Ik heb vandaag het zadel van mijn Juncker weer wat origineler kunnen maken. Er zat ooit een enkele neusveer in maar die brak. Toen ik een nieuwe vond kwam ik er achter waarom die over was gebleven. Het gietijzeren verbindingstuk was kapot. Iemand in Tilburg heeft een nieuw stukje gemaakt waardoor ik de veer weer in het originele frame kon bouwen. De veer is niet precies hetzelfde omdat deze met een slotboutje vast zit terwijl de originele er in gekanteld werd. Het oogt wel hetzelfde. Het dek had ik een tijd geleden al opgeknapt met slotboutjes M4 inplaats van de originele nagels. Een scheur heb ik gerepareerd met vliegertouw. Het ziet er weer uit zoals toen ik de fiets ooit kreeg.
Het andere zadel:
Het nagemaakte verbindingsstukje:
Dit is het originele frame met de nieuwe neusveer:
Dit is het andere zadelframe wat al die tijd gemonteerd is geweest:
En dit is die overgeschilderd en van zilververf voorziene transportfiets. Ik heb nog geen merk of framenummer kunnen vinden. Ook geen aanknopingspunten welk merk het is maar dat komt nog wel. Torpedo naaf is van 1940 maar is opnieuw gespaakt, smallere velgen die overgeschilderd zijn en ook nog goud gebiest.

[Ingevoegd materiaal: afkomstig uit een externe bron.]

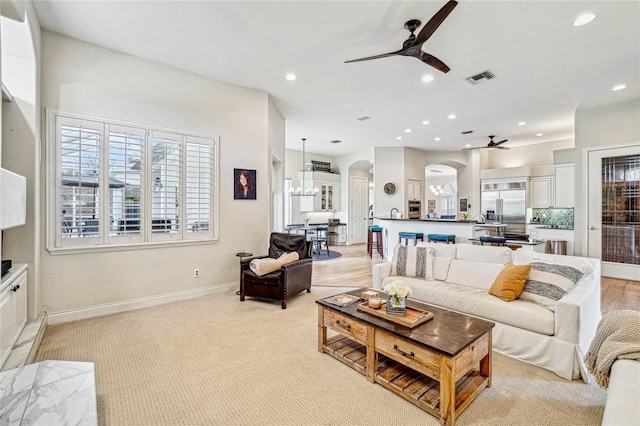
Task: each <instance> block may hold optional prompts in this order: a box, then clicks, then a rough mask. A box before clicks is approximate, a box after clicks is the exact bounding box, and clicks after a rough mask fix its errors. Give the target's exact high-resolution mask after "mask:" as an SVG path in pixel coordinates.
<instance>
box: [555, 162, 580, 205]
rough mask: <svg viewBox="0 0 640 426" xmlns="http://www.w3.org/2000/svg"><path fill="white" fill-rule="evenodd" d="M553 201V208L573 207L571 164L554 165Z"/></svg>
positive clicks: (571, 174) (573, 180)
mask: <svg viewBox="0 0 640 426" xmlns="http://www.w3.org/2000/svg"><path fill="white" fill-rule="evenodd" d="M554 168H555V179H554V183H555V190H554V193H555V201H554V203H553V207H575V205H576V203H575V176H574V170H575V167H574V165H573V163H568V164H556V165H555V166H554Z"/></svg>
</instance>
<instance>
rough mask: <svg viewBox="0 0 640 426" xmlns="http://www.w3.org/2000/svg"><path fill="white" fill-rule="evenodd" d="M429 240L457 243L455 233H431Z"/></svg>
mask: <svg viewBox="0 0 640 426" xmlns="http://www.w3.org/2000/svg"><path fill="white" fill-rule="evenodd" d="M427 241H428V242H430V243H445V244H455V243H456V236H455V235H453V234H429V235H427Z"/></svg>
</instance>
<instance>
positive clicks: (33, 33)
mask: <svg viewBox="0 0 640 426" xmlns="http://www.w3.org/2000/svg"><path fill="white" fill-rule="evenodd" d="M2 3H3V6H6V5H7V4H9V3H6V2H2ZM13 5H14V6H18V8H14V9H11V10H12V12H13V13H16V14H17V15H15V16H14V18H15V19H18V21H14V20H13V19H8V18H5V17H4V13H3V18H2V28H1V32H2V48H1V53H2V82H3V83H4V84H5V85H6V87H7V88H8V90H9V91H10V92H11V95H12V96H13V101H11V102H2V122H3V127H2V143H1V147H2V149H1V150H0V151H2V162H1V164H2V166H3V167H5V168H7V169H9V170H11V171H13V172H16V173H18V174H20V175H22V176H24V177H26V179H27V205H26V208H27V210H26V211H27V217H26V224H25V225H23V226H20V227H17V228H14V229H10V230H7V231H5V232H4V234H3V237H2V241H1V242H0V245H1V246H2V253H1V257H2V258H3V259H11V260H12V261H13V262H14V263H27V264H29V273H28V286H27V287H28V291H27V299H28V303H27V306H28V318H29V319H33V318H35V317H36V316H37V315H38V312H39V309H38V306H39V301H38V295H39V286H40V279H39V277H40V271H39V250H38V249H37V247H38V245H39V242H40V239H39V238H40V229H41V224H40V222H39V221H38V212H39V210H40V204H39V194H40V191H41V189H40V171H39V169H37V168H36V167H35V164H36V163H37V161H38V159H39V153H40V152H39V151H40V140H39V138H38V135H39V134H40V109H39V108H38V107H37V105H38V101H39V62H40V60H39V58H40V27H39V25H38V23H37V18H36V15H35V11H34V9H33V5H32V4H31V2H21V3H14V4H13ZM4 11H5V9H3V12H4ZM1 202H2V201H1V200H0V203H1Z"/></svg>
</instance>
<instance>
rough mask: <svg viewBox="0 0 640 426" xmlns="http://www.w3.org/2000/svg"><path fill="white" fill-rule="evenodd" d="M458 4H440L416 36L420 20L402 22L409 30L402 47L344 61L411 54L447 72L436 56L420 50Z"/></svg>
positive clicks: (380, 57) (421, 22)
mask: <svg viewBox="0 0 640 426" xmlns="http://www.w3.org/2000/svg"><path fill="white" fill-rule="evenodd" d="M457 5H458V2H457V1H455V0H449V2H447V4H445V5H444V6H442V8H441V9H440V10H439V11H438V13H436V14H435V15H433V17H432V18H431V19H430V20H429V22H427V23H426V24H425V26H424V27H422V29H421V30H420V32H419V33H418V36H417V37H416V35H415V34H414V31H415V30H416V29H418V27H419V26H420V24H422V22H420V21H419V20H418V19H411V20H409V21H407V22H406V23H405V24H404V27H405V28H406V29H407V30H409V31H410V32H411V35H410V36H409V38H408V39H406V40H405V41H404V43H403V44H402V49H400V50H397V51H395V52H390V53H383V54H382V55H375V56H368V57H366V58H360V59H352V60H350V61H345V63H350V62H361V61H369V60H371V59H380V58H386V57H388V56H412V57H414V58H416V59H419V60H421V61H422V62H424V63H425V64H427V65H430V66H432V67H434V68H435V69H437V70H440V71H442V72H444V73H447V72H449V70H450V68H449V67H448V66H447V64H445V63H444V62H442V61H441V60H440V59H438V58H436V57H435V56H433V55H430V54H428V53H425V52H424V51H423V50H422V45H423V44H424V43H425V42H426V41H427V40H428V39H429V37H431V36H432V35H433V33H434V32H435V30H437V29H438V27H439V26H440V24H442V22H443V21H444V20H445V18H446V17H447V16H449V14H450V13H451V11H452V10H453V9H454V8H455V7H456V6H457Z"/></svg>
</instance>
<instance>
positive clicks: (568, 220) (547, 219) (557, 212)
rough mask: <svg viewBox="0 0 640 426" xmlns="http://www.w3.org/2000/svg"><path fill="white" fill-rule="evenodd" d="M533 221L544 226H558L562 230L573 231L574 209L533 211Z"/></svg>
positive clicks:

Ik hem nieuwe velgen liggen dus ga daar een 30 jaren naaf in spaken. De fiets is al eens blauw/groen metallic gespoten, zoals op de foto’s te zien is. Dat biesen (of biezen?) is gewild blijkbaar bij sommige restaurateurs. Ik heb nog zo’n set wielen en zelfs een complete gebieste transportfiets. Vind het niet fraai. Het is “over de top”. In elk geval weer een nieuwe klus-transportfiets. Maar eens kijken of het de moeite waard is of dat het een donor gaat worden.